The Companys response is as follows:
In 2008, we paid $74,178 in fees to the law firm of Tummelson Bryan & Knox, LLP for legal services provided by that firm to the Company and its subsidiaries. Mr. Knox, a director of the Company, is a partner of that firm. In the Companys proxy statement, we did not include the amount paid to the law firm in Mr. Knoxs compensation because the fees were for legal services performed and were not paid directly to Mr. Knox. We believe that such payments should be excluded from the compensation reported because they were not compensation to the director, perquisites or other personal benefits, consulting fees, or any other type of payment that is specifically set forth in Item 402(k)(2)(vii) of Regulation S-K and its instructions. The Company will continue to monitor its payments to Tummelson Bryan & Knox, LLP and, pursuant to Item 402(k)(2) of Regulation S-K, the Company will report in its future proxy statement any reportable compensation paid to Mr. Knox.
In future filings we will add a footnote indicating that the amount listed in the compensation table excludes $XX,XXX of fees paid to Tummelson Bryan & Knox, LLP for legal services provided by that firm to the Company and its subsidiaries for legal. Mr. Knox is a partner in the law firm.
Participation in the Capital Purchase Program, page 14
6. Since you are participating in the Capital Purchase Program, please tell us if the Compensation Committee has certified that it has reviewed the Companys arrangements with its senior executive officers and your arrangements do not encourage them to take unnecessary and excessive action that could threaten the value of the institution.
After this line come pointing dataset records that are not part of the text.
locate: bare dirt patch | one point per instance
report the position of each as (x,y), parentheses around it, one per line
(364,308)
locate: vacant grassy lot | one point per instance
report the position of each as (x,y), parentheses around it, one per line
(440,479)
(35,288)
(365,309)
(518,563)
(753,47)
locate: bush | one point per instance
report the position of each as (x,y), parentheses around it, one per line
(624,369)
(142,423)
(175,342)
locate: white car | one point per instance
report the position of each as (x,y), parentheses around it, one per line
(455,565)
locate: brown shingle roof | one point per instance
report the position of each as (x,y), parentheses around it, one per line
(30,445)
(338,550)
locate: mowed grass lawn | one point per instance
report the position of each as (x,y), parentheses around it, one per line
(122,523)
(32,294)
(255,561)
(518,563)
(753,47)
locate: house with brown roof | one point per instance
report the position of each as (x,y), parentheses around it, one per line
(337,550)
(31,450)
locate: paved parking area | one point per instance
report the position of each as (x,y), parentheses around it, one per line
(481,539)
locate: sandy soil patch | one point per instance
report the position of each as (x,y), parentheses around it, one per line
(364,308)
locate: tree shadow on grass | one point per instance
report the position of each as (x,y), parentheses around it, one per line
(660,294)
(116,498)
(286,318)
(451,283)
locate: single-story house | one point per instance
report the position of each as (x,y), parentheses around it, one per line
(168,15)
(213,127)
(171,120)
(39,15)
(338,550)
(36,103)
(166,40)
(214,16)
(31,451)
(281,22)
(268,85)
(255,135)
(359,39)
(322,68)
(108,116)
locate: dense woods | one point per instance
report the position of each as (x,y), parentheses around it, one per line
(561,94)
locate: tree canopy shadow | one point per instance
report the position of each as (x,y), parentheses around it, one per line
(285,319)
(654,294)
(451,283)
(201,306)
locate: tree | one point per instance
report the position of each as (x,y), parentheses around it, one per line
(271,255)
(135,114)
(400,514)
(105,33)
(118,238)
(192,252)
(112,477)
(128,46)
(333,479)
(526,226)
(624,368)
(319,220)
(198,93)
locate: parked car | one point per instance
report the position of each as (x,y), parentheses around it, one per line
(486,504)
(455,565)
The Companys response is as follows:
Under the current regulations promulgated by the U.S. Department of the Treasury, the Company, as a TARP recipient, is required to undertake at least once every six months beginning after September 14, 2009, a review and analysis of certain incentive compensation plans. The Companys Compensation Committee will be required to certify to this review and analysis in the Compensation Committee Report required pursuant to Item 407(e) of Regulation S-K under the federal securities law and to the Treasury. The Company will have its Compensation Committee provide such certification to its primary banking regulator prior to September 14, 2009. The Compensation Committee is aware of this requirement and is working with the Companys advisors to comply with the requirement within the established timeframes.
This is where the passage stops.